Help! Someone has put present-day items in the Fort St. John North Peace Museum’s historic exhibits as some kind of April Fools’ Day joke! Can you find items that don’t belong in each of our displays? We have sticker prizes for our younger participants.
 
The North Peace Historical Society is offering free admission to the museum these days. Donations or gift shop sales to help our non-profit preserve and present the history of Fort St. John and the North Peace are always appreciated. This is a great activity for kids out of school on Easter Monday!
 
Bats of the North Peace Kits
 
Starting April 12 as long as supplies last. Learn about the amazing bats of the Peace Region through this FREE take home kit. We’re celebrating the only flying mammal through 200 free kits for children ages three plus.  
 
We’re partnering with the Charlie Lake Conservation Society to share fun facts about these incredible bats. Make your own clothespin bat that flaps its wings. Create and launch a flying bat rocket. 
 
Exhibits
 
A Day at the Cecil Lake Red Cross Outpost Hospital 1937, a free exhibit at the Fort St. John Hospital. 
 
Learn about the duties and responsibilities of Nurse Vi (Garrish) Woodward in 1937. Vi Woodward’s memories, photographs, and artefacts from the outpost hospital, give the visitor an inside look at what it was like to work at a rural hospital. This exhibit is presented in partnership with the Fort St. John Hospital Arts Committee. The display case is in the hospital lobby between reception and Cool Beans Cafe.
 
Ancient Tool Technologies: Discovering the Lifeways of the Early Peoples of the North, a new permanent exhibit at the Museum
 
Discover ancient tool technologies through this new archaeology exhibit at the Fort St. John North Peace Museum. Developed by Jennie Glennie, an archaeology student and volunteer, this exhibit looks at hide-working tools, projectile points, and the manufacturing of stone tools. Interpretive signs explain the use of over 60 artifacts on display. Use our iPad to discover additional information on each artifact or pick up our hands-on obsidian and learn more about this material.
 
Museum Gift Shop
 
We are thrilled to once again carry Donald Pettit’s beautiful hardcover books The Peace: An Exploration in Photographs and The Peace: A History in Photographs. These books make excellent gifts for co-workers,
retirement, and those moving away from the North Peace.
 
The museum gift shop is now carrying 50 Worst Dates, a humorous book by Fort St. John Indigenous author Jane Laboucane (who now resides in Toronto).
 
There are bad dates—and then there are disastrous ones. Canadian author Jane Laboucane has had her fair share of both. Meet the celebrity chef with kleptomania, the financial submissive with a desire to be dominated, the tech-worker with the ability to see dead people, and many more. 
 
Collections and Archives
 
Did you know that we collect funeral programs and eulogies for our archives?
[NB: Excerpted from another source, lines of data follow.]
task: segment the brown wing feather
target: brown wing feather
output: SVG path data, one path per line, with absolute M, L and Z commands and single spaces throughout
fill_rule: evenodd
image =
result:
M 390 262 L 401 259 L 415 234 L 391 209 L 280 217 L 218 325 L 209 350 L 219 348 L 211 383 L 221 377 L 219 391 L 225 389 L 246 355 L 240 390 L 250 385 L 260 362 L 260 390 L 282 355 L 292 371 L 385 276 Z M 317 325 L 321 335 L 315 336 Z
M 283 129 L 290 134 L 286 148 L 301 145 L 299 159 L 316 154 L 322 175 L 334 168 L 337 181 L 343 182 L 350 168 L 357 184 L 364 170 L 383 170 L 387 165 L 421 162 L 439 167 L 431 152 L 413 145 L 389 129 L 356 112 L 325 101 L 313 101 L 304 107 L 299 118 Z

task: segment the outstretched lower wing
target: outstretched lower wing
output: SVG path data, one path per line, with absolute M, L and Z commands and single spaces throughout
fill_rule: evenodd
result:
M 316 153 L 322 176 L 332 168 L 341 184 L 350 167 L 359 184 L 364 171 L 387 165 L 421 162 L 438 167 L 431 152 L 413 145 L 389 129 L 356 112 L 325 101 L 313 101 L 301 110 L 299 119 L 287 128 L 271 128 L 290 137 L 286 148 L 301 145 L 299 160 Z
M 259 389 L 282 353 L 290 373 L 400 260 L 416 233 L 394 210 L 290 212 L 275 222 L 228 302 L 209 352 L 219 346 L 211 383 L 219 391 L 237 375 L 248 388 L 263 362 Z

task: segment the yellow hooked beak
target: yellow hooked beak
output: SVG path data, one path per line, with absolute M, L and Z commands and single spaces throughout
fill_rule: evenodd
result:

With the end of the Alaska Highway News, we need your help to keep building on this collection. Funeral programs and eulogies help us learn more about the people who called the North Peace home. Please consider donating these items or loan them to us so we can scan and return them to you. We’re also happy to have notes on your family’s local history to add to our people files as well. We depend on our community to help us record and preserve local history!